Accelerating our data innovation journey demands a robust data, analytics, and AI platform informed by a conceptual architecture that aligns and unifies the community. By harnessing the power of advanced analytics tools and technologies, healthcare organizations can revolutionize patient care, clinical research, and operational efficiency. Such a platform empowers healthcare professionals to extract actionable insights from vast amounts of healthcare data, leading to improved diagnoses, personalized treatment plans, and better patient outcomes. As we embark on this transformative path, we can make informed decisions that positively impact public health, optimize resource allocation, and ultimately create a healthier future for all.

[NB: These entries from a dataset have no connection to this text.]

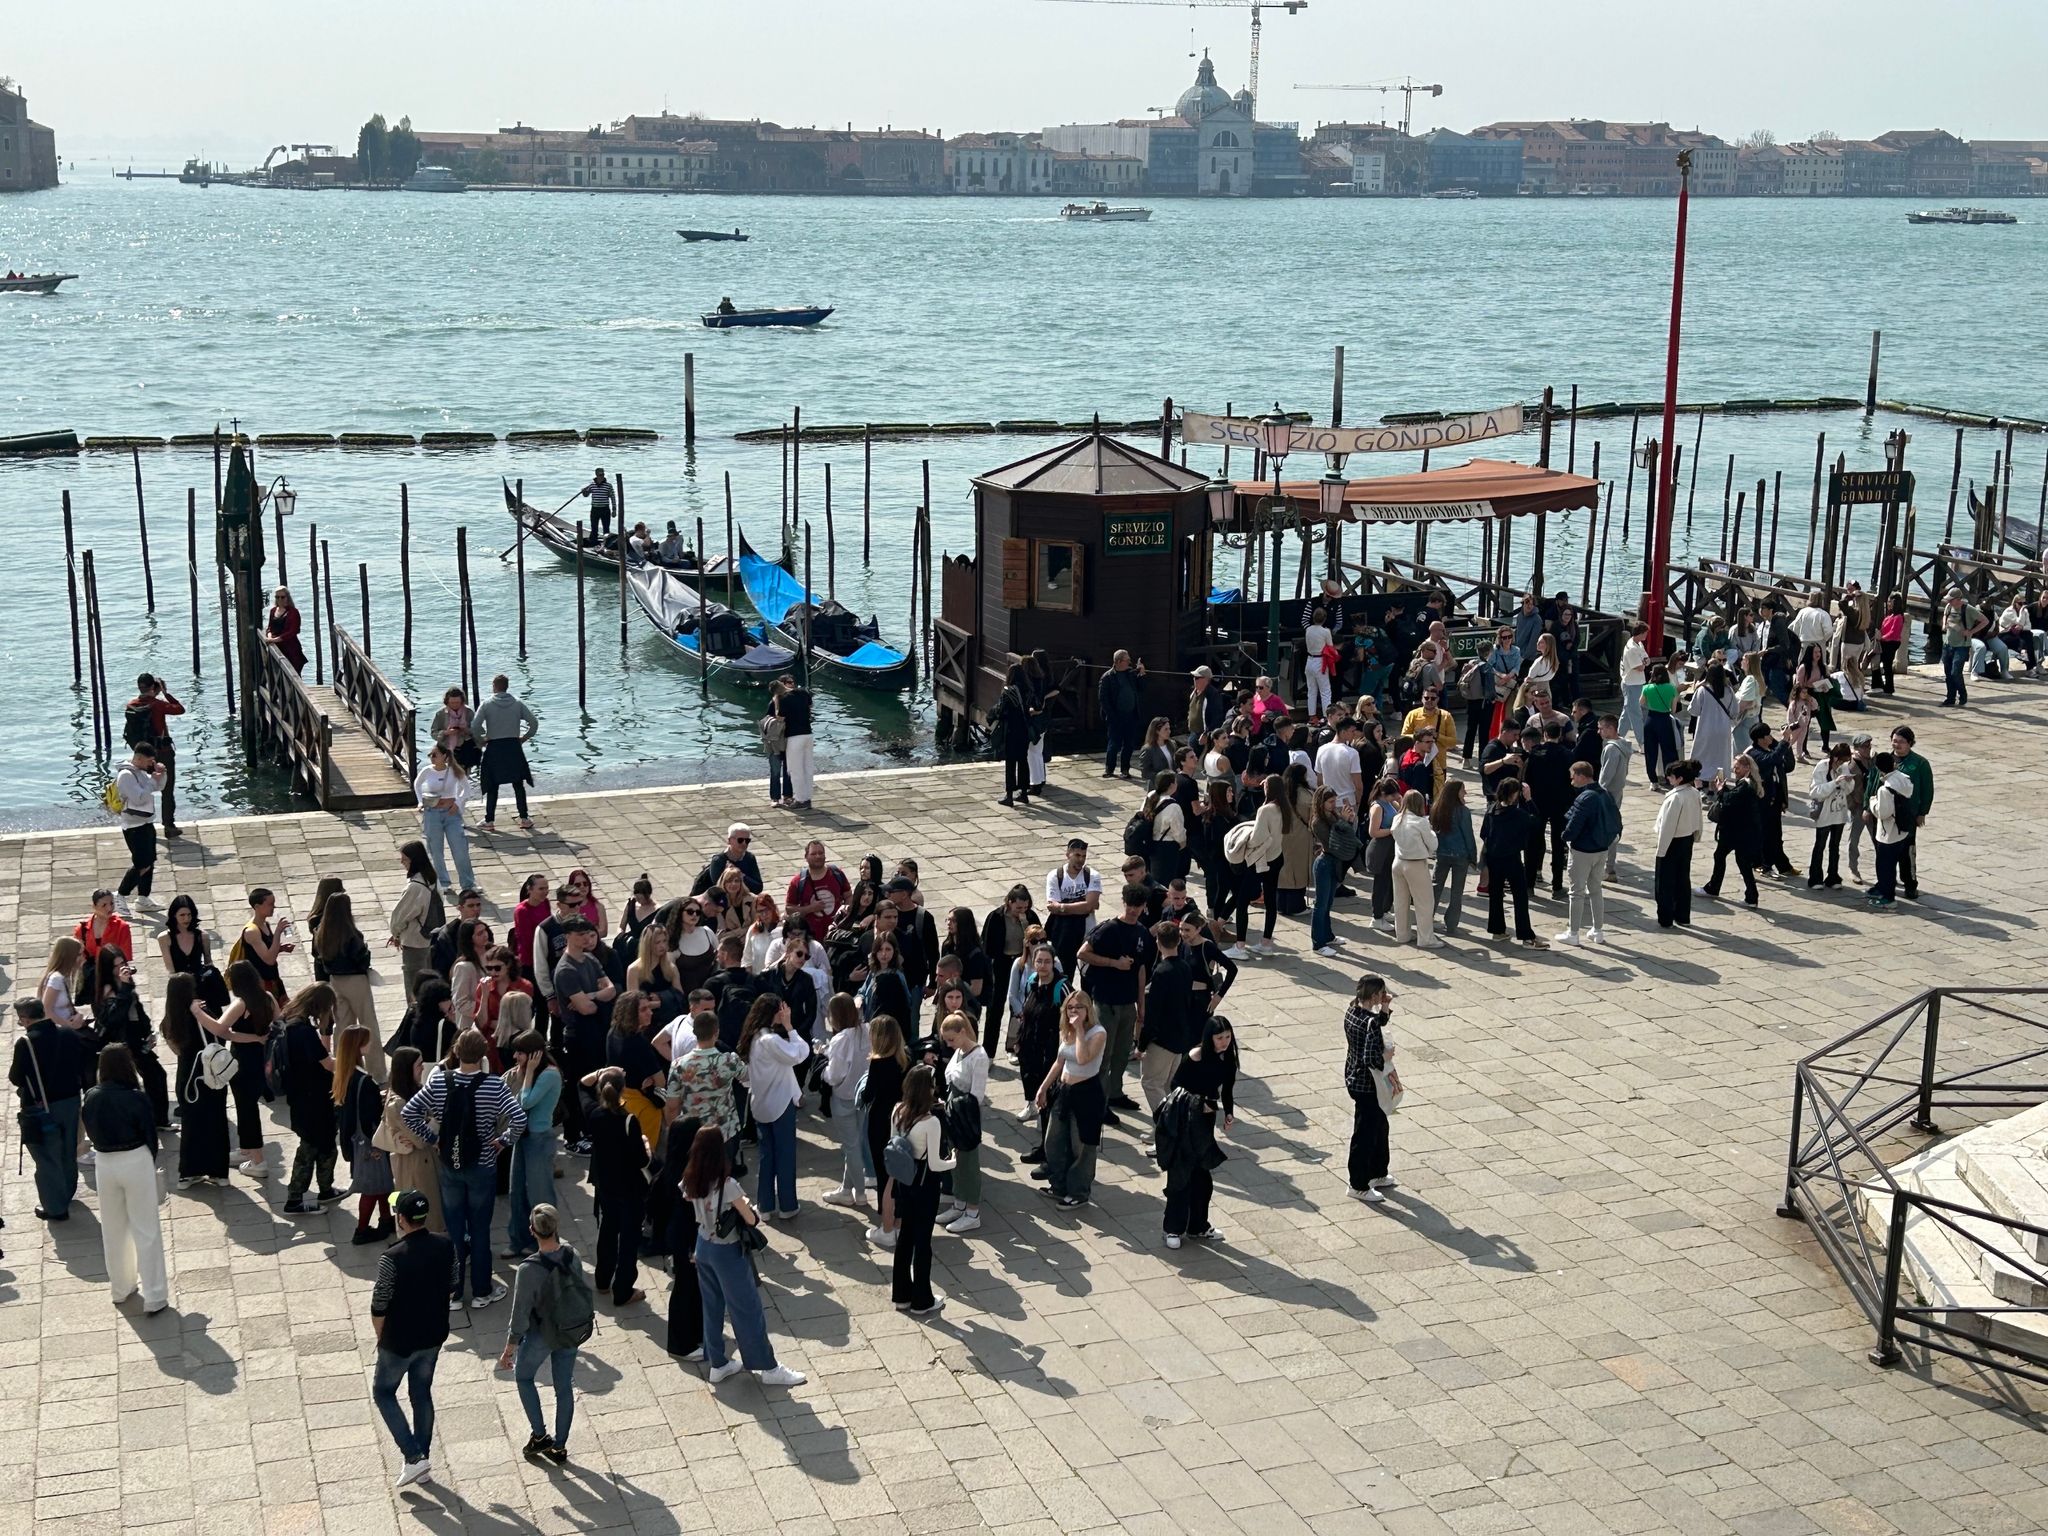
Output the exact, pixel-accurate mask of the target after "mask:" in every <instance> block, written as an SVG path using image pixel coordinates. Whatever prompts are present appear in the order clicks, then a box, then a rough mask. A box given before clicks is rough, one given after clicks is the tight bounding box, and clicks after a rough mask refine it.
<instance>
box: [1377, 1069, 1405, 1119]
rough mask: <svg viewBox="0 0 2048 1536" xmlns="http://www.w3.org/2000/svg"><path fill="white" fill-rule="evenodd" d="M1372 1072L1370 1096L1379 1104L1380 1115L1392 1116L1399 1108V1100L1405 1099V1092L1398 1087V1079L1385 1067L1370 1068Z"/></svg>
mask: <svg viewBox="0 0 2048 1536" xmlns="http://www.w3.org/2000/svg"><path fill="white" fill-rule="evenodd" d="M1370 1071H1372V1094H1374V1098H1378V1102H1380V1114H1393V1112H1395V1110H1399V1108H1401V1100H1403V1098H1407V1090H1403V1087H1399V1081H1401V1079H1399V1077H1395V1075H1393V1073H1391V1071H1389V1069H1386V1067H1370Z"/></svg>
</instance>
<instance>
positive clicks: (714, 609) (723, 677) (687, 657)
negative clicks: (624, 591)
mask: <svg viewBox="0 0 2048 1536" xmlns="http://www.w3.org/2000/svg"><path fill="white" fill-rule="evenodd" d="M627 586H629V588H633V600H635V602H637V604H639V610H641V612H643V614H645V616H647V623H649V625H653V627H655V631H657V633H659V635H662V639H666V641H668V643H670V645H672V647H674V649H676V655H680V657H682V662H684V666H688V668H690V670H692V672H707V674H711V676H713V678H723V680H727V682H737V684H743V686H748V688H766V686H768V684H770V682H774V680H776V678H780V676H782V674H784V672H791V670H793V668H795V666H797V653H795V651H793V649H788V647H784V645H772V643H768V639H766V637H764V635H762V627H760V625H748V623H743V621H741V618H739V614H735V612H733V610H731V608H727V606H725V604H723V602H707V600H705V598H700V596H698V594H696V592H692V590H690V588H688V586H684V584H682V582H678V580H676V578H674V575H670V573H668V571H664V569H655V567H651V565H635V567H633V569H631V571H627Z"/></svg>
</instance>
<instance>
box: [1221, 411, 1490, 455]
mask: <svg viewBox="0 0 2048 1536" xmlns="http://www.w3.org/2000/svg"><path fill="white" fill-rule="evenodd" d="M1520 430H1522V408H1520V406H1505V408H1501V410H1497V412H1481V414H1479V416H1454V418H1450V420H1442V422H1401V424H1399V426H1313V424H1311V422H1288V424H1286V453H1290V455H1294V453H1421V451H1423V449H1456V446H1460V444H1464V442H1485V440H1487V438H1505V436H1513V434H1516V432H1520ZM1268 432H1272V434H1278V432H1280V422H1251V420H1245V418H1239V416H1202V414H1198V412H1188V414H1184V416H1182V418H1180V440H1182V442H1186V444H1188V446H1194V444H1202V442H1208V444H1214V446H1219V449H1221V446H1233V449H1266V451H1268V453H1270V451H1272V444H1270V440H1268Z"/></svg>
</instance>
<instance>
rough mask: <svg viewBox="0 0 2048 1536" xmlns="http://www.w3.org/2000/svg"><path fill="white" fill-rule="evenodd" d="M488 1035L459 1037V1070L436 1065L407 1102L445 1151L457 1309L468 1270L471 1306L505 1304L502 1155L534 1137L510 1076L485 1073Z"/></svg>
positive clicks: (447, 1201)
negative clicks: (500, 1210) (495, 1259)
mask: <svg viewBox="0 0 2048 1536" xmlns="http://www.w3.org/2000/svg"><path fill="white" fill-rule="evenodd" d="M483 1059H485V1047H483V1036H481V1034H479V1032H477V1030H475V1028H469V1030H463V1032H461V1034H459V1036H455V1071H453V1073H451V1071H449V1069H446V1067H436V1069H434V1073H432V1075H430V1077H428V1079H426V1083H424V1085H422V1087H420V1092H418V1094H414V1096H412V1098H410V1100H408V1102H406V1110H403V1118H406V1128H408V1130H410V1133H412V1135H414V1139H416V1141H422V1143H426V1145H428V1147H434V1149H438V1153H440V1214H442V1221H444V1223H446V1227H449V1241H451V1243H455V1278H453V1284H451V1290H449V1307H451V1309H455V1307H461V1305H463V1266H465V1257H467V1268H469V1305H471V1307H489V1305H492V1303H498V1300H504V1294H506V1282H504V1280H498V1278H494V1276H492V1206H496V1204H498V1155H500V1153H504V1149H506V1147H510V1145H512V1143H516V1141H518V1139H520V1137H522V1135H526V1110H524V1108H520V1102H518V1096H516V1094H514V1092H512V1090H510V1087H506V1083H504V1079H502V1077H492V1075H489V1073H487V1071H485V1069H483Z"/></svg>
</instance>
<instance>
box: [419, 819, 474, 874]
mask: <svg viewBox="0 0 2048 1536" xmlns="http://www.w3.org/2000/svg"><path fill="white" fill-rule="evenodd" d="M420 838H422V840H424V842H426V856H428V858H430V860H434V879H436V881H440V883H442V885H446V883H449V862H446V858H442V850H440V846H442V844H446V846H449V852H451V854H453V856H455V874H457V885H461V887H465V889H467V887H473V885H475V883H477V877H475V872H473V870H471V868H469V834H467V831H463V813H461V811H442V809H440V807H438V805H428V807H424V809H422V811H420Z"/></svg>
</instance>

In future pieces, we will go into more detail on developing a well-formed conceptual architecture and explore other frameworks that delivery teams use to align and streamline delivery.

Now that we have talked about the elements of your data, analytics and AI ecosystem (operating model, entrepreneurial mindset, and analytics platform), and how to start the journey and navigate the evolution using a MAP, we will discuss the evolution of the ecosystem, how healthcare systems are using it to deliver value, and explore future trends.